I fallimenti di certe sperimentazioni trovano le loro radici in una primitiva, e poco realistica, concezione della mente, eguagliata ad una macchina logica recante in sé un archivio di informazioni. Questa valutazione sembra escludere a priori la dinamicità della mente ma soprattutto un assunto fondamentale: la mente evolve, in un connubio di processi mentali, corpo e tutto ciò che ad esso afferisce.
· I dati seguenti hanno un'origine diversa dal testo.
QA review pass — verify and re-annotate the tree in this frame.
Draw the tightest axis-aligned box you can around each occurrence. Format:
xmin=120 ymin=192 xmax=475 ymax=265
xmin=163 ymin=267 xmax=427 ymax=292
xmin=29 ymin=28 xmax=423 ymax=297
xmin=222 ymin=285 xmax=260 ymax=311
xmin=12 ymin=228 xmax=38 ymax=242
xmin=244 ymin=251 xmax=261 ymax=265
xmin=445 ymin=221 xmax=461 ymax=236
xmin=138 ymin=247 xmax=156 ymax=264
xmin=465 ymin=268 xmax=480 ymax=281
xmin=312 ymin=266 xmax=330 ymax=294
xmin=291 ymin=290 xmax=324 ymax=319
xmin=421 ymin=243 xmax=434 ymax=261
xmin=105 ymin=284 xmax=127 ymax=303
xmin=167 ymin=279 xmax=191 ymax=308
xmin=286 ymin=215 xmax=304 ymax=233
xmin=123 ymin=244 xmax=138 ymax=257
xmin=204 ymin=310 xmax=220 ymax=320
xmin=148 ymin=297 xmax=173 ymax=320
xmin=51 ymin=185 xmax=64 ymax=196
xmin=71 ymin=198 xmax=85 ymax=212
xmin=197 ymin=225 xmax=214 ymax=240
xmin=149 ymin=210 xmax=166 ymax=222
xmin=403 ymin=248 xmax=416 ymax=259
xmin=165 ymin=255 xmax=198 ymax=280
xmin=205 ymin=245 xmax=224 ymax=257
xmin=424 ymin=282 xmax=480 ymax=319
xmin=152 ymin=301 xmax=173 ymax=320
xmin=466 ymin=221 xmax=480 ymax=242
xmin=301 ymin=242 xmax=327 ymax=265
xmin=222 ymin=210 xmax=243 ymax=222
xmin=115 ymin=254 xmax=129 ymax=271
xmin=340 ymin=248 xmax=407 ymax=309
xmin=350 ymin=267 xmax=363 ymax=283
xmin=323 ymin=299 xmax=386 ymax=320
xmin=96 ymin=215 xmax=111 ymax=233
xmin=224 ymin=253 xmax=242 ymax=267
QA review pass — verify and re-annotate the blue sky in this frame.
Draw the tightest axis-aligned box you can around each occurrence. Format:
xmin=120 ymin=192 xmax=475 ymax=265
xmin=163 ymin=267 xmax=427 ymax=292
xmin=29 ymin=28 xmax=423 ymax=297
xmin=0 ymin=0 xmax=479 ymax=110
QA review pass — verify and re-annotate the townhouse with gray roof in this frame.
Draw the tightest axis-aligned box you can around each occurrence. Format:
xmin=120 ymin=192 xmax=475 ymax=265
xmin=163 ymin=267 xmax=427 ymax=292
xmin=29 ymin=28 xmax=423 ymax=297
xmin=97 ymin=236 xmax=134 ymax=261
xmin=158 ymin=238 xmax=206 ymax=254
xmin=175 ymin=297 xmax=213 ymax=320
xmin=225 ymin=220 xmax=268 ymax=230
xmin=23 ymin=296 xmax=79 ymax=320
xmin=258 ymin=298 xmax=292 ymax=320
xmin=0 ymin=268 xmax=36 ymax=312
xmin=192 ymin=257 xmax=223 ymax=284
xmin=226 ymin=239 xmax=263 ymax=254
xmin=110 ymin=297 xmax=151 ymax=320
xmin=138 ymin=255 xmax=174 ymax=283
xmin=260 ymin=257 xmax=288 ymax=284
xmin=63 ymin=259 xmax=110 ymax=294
L’apprendimento dunque non può essere ridotto ad un semplice accumulo di informazioni e norme, grazie alle quali mettere in atto azioni, seppur mirabolanti, come quelle ipotizzate per i macchinari frutto dell’intelligenza artificiale.
L’interdipendenza mente-corpo e l’interazione corpo-mondo sono la chiave di tutto. In altre parole, la cognizione non può essere slegata dalla dimensione corporea, considerando che sono ineludibili e irriducibili tutte le manifestazioni cognitive strettamente legate all’emozione, all’affettività, all’intenzionalità, all’azione. Solo metabolizzando appieno questa consapevolezza, posso aprirsi orizzonti di ricerca ampi ed articolati, in grado di coinvolgere diversi campi disciplinari.
La psicologia ne è una dimostrazione. L’innovativo filone psicologico dell’intelligenza corporea o “cognizione incarnata” ci dà un esempio di come nel nostro pensiero sia possibile rinvenire un’ampia componente legata ai sensi. Un’accoglienza calorosa, uno sguardo gelido, delle parole dure, una scrittura fluida. Parole e attributi che identificano delle sensazioni che però non sono solo squisitamente mentali e che quindi non sollecitano unicamente le aree della comprensione linguistica. Noi, guardando quegli occhi, sentendo quelle parole, stringendo certe mani, leggendo un testo, e così via, riusciamo a provare sensazioni propriamente sensoriali, in alcuni casi addirittura termiche, per il coinvolgimento della corteccia somatosensoriale.
Sulla base di queste constatazioni, tra le tante ricerche, ne sono state messe a punto alcune su come l’esposizione al caldo o al freddo possano condizionare decisioni e preferenze. A far scuola in tal senso è stato un esperimento del 2008 condotto dagli psicologi Lawrence Williams e John Bargh. Coinvolti degli studenti, era stato chiesto loro di tenere in mano una tazza di caffè caldo o una di caffè ghiacciato, e quindi di esprimersi in merito alla personalità di un soggetto sul quale venivano fornite prima delle informazioni. Risultato? Le persone valutate ricevevano un feedback molto positivo (persona “affabile, disponibile”) se il valutatore aveva tenuto in mano la tazza col caffè caldo, a dispetto invece di un feedback più “freddo”, nel caso lo studente avesse maneggiato una tazza con caffè freddo. Un calore ed un freddo puramente sensoriali si traducevano dunque in un calore ed un freddo emozionali, trasferiti nelle successive interazioni con l’altro.
Dalla carne alla mente e dalla mente alla carne.